Let’s see those numbers next to each other.

Inmates Students
$43,110 $7,046

What an absolute joke. Remember, the blue area in the graphs is what the corrections system is getting ON TOP OF the additional funding provided in the current budget already.

Earlier in 2015, the Government announced a generous $359 million boost into the Education sector, but in a very restrictive way of schools being cajoled into CoL’s (Communities of Learning). To compare this with the $2.5 billion it’s just embarrassing. Here’s the graph for that as a comparison between what the Government is prepared to spend as ‘extra’. As a picture, it’s ridiculously similar to the current funding for students compared with the additional funding Corrections is getting.

 

 

United States has this problem: Not one State spends more on student education than it does for incarceration.

Source: http://money.cnn.com/infographic/economy/education-vs-prison-costs/

 

Now; don’t get me wrong.
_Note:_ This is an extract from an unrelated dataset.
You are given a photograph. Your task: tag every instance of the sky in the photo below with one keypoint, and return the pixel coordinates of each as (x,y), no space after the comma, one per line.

I am not here for a second suggesting that corrections does not need support; nor am I saying anything about how or where they spend their money. They have a job to do, and certain criminals do need “restricting in their day-to-day activities”, but lets start to look at solutions for the problem, rather than just catering for it.

Let’s buy sunscreen rather than melanoma treatments.

Let’s fix the hole in the bucket rather than filling it up time and time again.

Let’s put a fence at the top of the cliff rather than an ambulance at the bottom.

Let’s start investing in children, the next generation, the education of people, poverty, and homelessness rather than catering for the criminals that they will likely become because we continue to ignore the impact education and poverty are having on society today.